Toute la soirée, on a joué aux pirates. Le canapé était un bateau et si on laissait traîner la main dans l’eau, un requin risquait de l’emporter. Lisa était affublée d’un chapeau d’arlequin et souriait toutes voiles dehors. Marie jacassait au milieu du salon. Elle avait mal à la jambe hier, ne pouvait plus courir dans l’allée qui mène chez Gabi et Nicolas puis elle a oublié la douleur et s’est remise à trotter, à courir. La soirée est passée vite. Elles dorment et je veille. Lisa continue de se réveiller pour sa ration de lait. Deux fois par nuit. Parfois plus.
J’ai quitté mon poste de travail, éteins les lumières, dévalé les six étages, le portable a sonné au moment où j’atteignais la porte d’entrée, Marie était assise à l’avant, on a roulé sans encombres; à chaque fois qu’elle touchait la vitre avec sa peluche, la vitre s’abaissait, elle ne pouvait pas me voir presser le bouton du tableau de bord. Puis, on a joué aux pirates, au requin, aux anniversaires. Coyote et sa bande. Bipbip. Je n’ai jamais entendu dire que les coyotes chassaient les autruches. La vitre s’est abaissée. Bipbip s’est échappée.

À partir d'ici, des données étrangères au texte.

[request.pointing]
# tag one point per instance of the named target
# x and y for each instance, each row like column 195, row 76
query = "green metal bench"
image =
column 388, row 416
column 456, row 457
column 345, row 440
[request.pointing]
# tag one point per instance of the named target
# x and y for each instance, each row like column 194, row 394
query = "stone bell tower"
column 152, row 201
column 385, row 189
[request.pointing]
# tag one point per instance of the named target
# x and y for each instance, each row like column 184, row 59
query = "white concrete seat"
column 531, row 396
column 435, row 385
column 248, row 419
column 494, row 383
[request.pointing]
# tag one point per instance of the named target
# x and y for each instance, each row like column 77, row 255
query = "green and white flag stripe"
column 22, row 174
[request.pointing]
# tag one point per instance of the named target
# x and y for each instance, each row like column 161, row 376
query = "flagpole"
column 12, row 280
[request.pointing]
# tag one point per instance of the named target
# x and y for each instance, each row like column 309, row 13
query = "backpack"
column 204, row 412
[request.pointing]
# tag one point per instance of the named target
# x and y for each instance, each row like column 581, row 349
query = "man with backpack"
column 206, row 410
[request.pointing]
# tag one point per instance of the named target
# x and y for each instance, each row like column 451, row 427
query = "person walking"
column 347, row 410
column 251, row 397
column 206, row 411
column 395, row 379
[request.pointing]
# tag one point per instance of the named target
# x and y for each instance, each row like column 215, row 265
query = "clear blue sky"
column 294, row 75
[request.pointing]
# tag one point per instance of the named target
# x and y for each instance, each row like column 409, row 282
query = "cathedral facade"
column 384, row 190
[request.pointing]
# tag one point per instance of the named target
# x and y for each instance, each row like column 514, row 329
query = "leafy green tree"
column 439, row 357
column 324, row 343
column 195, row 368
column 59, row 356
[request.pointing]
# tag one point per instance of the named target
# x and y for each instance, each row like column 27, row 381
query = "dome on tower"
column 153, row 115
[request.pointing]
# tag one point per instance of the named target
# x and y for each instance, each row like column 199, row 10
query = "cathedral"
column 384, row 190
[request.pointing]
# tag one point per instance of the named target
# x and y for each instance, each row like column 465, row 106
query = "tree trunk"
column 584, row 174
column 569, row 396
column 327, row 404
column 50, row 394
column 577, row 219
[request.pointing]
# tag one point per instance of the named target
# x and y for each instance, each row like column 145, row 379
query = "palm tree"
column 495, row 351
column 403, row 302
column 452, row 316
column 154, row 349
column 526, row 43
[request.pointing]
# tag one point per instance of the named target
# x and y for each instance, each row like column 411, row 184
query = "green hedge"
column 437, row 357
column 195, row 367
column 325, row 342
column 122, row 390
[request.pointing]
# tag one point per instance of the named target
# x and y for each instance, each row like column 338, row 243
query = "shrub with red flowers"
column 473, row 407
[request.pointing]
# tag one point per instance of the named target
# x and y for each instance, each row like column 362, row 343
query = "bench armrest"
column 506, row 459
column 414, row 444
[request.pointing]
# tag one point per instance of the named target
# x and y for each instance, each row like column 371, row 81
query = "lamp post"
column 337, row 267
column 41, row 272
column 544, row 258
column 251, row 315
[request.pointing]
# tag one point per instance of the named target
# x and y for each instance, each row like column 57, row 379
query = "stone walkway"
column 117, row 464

Pendant la nuit, il y a quelques nuits, il y a eu un orage. J’aurais dit que je rêvais mais c’était vrai. En février, en Pologne, un orage a éclaté. En pleine nuit. Ca a commencé avec des rafales de vent montant en puissance jusqu’à ce que le ciel éclate en lambeaux de lumière. La foudre est tombée au loin. Personne ne s’est réveillé. La nuit a continué. Marie demande ce que c’est qu’un mauvais rêve. Le soir, dans la pénombre, chaque mot, chaque phrase, chaque image s’incruste en elle, s’écoule en elle et resurgit les jours suivants. Que l’on puisse faire de mauvais rêves la trouble. Qu’alors, on se réveille dans une chambre vide, qu’on reconnaisse autour de soi le décor familier, que cela même soit rassurant, cela la trouble. La foudre est tombée au loin mais personne ne s’est réveillé. La lumière tambourine dans les rideaux comme le pouls sous la peau. Le vent est tombé tout d’un coup.
Il y a un rat mort dans le jardin. La chatte l’a laissé là et maintenant, elle se pavane langoureusement d’un bout du jardin à l’autre, sous la balustrade le long de la terrasse.